Consider the common accusations. “Feminism ruined households.” Households built on unilateral power were never stable. They were controlled. Stability without equality is compliance. Feminism does not attack family. It attacks coercion within family structures.
“Feminism promotes sexual irresponsibility.” Feminism promotes bodily autonomy. Autonomy includes responsibility. The discomfort arises because patriarchal systems relied on regulating female sexuality to maintain lineage control and social order. When women claim authority over their bodies, control shifts. That shift is interpreted as moral collapse.

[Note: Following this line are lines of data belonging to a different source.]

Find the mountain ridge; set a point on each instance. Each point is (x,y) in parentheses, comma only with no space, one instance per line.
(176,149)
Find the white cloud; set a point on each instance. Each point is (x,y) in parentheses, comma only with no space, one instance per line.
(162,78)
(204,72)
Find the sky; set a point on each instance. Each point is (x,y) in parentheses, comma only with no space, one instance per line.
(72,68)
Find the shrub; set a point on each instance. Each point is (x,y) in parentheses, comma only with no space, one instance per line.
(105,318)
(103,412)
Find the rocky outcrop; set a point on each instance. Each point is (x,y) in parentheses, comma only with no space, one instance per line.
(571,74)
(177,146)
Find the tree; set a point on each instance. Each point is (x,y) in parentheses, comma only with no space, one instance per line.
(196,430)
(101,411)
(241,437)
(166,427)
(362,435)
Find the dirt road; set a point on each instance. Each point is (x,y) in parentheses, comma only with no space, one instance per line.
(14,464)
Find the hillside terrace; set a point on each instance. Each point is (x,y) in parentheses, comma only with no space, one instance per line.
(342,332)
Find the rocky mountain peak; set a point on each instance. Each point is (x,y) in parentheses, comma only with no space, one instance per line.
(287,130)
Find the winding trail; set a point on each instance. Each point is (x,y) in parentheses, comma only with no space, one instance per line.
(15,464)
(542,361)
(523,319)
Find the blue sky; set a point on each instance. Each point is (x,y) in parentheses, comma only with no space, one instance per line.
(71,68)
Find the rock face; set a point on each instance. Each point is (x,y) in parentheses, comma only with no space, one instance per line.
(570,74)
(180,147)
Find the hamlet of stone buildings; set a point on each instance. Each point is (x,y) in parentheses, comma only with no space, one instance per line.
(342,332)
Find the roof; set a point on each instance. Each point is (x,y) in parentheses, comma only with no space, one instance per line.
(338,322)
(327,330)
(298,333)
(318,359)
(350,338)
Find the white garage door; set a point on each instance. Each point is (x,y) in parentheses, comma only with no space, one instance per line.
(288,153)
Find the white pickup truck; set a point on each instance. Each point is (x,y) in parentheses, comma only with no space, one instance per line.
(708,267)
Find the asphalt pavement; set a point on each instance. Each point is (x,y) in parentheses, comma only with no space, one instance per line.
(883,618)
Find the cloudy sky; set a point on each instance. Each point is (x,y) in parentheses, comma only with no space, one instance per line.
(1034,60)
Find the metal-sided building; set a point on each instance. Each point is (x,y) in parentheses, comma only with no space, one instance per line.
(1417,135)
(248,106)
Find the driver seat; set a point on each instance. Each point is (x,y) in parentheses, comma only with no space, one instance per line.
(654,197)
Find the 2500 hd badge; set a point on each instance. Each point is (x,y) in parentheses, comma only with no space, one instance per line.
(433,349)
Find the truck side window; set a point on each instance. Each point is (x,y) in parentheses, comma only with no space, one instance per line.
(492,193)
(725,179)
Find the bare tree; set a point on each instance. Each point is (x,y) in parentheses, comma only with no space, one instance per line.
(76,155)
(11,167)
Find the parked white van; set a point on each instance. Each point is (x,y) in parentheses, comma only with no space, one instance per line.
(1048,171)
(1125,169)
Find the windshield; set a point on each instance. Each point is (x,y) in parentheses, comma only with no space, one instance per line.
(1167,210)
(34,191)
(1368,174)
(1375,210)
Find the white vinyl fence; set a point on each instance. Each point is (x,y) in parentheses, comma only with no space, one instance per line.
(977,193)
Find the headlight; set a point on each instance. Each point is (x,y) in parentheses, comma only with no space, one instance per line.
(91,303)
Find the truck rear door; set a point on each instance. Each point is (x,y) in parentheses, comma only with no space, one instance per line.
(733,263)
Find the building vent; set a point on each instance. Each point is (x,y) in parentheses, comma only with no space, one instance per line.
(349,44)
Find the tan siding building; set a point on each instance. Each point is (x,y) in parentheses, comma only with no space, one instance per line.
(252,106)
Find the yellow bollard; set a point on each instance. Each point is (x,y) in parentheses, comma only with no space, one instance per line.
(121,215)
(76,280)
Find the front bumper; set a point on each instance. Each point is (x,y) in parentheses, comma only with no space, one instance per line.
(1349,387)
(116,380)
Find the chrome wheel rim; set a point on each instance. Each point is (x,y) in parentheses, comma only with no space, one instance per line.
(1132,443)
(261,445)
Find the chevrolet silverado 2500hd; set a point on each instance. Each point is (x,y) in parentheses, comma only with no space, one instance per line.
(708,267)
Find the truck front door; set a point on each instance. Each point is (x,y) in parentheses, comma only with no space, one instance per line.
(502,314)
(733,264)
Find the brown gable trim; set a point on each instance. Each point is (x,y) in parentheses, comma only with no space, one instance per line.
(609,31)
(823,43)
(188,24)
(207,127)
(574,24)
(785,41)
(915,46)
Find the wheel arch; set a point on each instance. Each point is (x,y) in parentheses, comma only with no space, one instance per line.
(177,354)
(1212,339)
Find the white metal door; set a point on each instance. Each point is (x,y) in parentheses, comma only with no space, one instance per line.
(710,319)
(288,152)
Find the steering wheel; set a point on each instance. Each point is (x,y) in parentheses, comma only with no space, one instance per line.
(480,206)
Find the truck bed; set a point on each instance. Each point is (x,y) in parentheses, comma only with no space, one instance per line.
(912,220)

“Feminists hate men.” Structural critique is not personal hatred. To analyze how power advantages men as a class is not to condemn every individual man. It is to identify systemic imbalance.
“Feminism is not African.” African women have resisted injustice long before global feminist language circulated widely. Resistance to exploitation, exclusion, and abuse is not imported ideology. It is human reflex against domination.
Why does feminism matter? Because no society achieves sustainable development while restricting the autonomy of half it’s population. Because economic growth, political stability, and social innovation require full participation. Because justice is not Western. It is foundational.
Feminism is for the girl denied school fees while her brother’s education is nonnegotiable. It is for the woman whose unpaid labor sustains a household without recognition. It is for the professional overlooked for promotion because leadership is presumed male. It is for the wife told her endurance is strength. It is also for the man suffocating under rigid definitions of masculinity that deny him emotional range.
If you are going to claim feminism, understand patriarchy as structure, not slogan. If you are going to oppose feminism, engage it’s actual arguments, not caricatures. Feminism is not just a trend or rebellion for the sake of rebellion. It is a demand that power be interrogated and redistributed where it has been unjustly concentrated. It is not asking women to dominate anyone. It is insisting they no longer be subordinated.
Capisce?


Really loved how you resisted the temptation to equate visibility with victory. The presence of women in boardrooms or political offices can create the appearance of resolution. But optics do not automatically translate into redistribution of power and some people (mostly men) have a really hard time understanding that!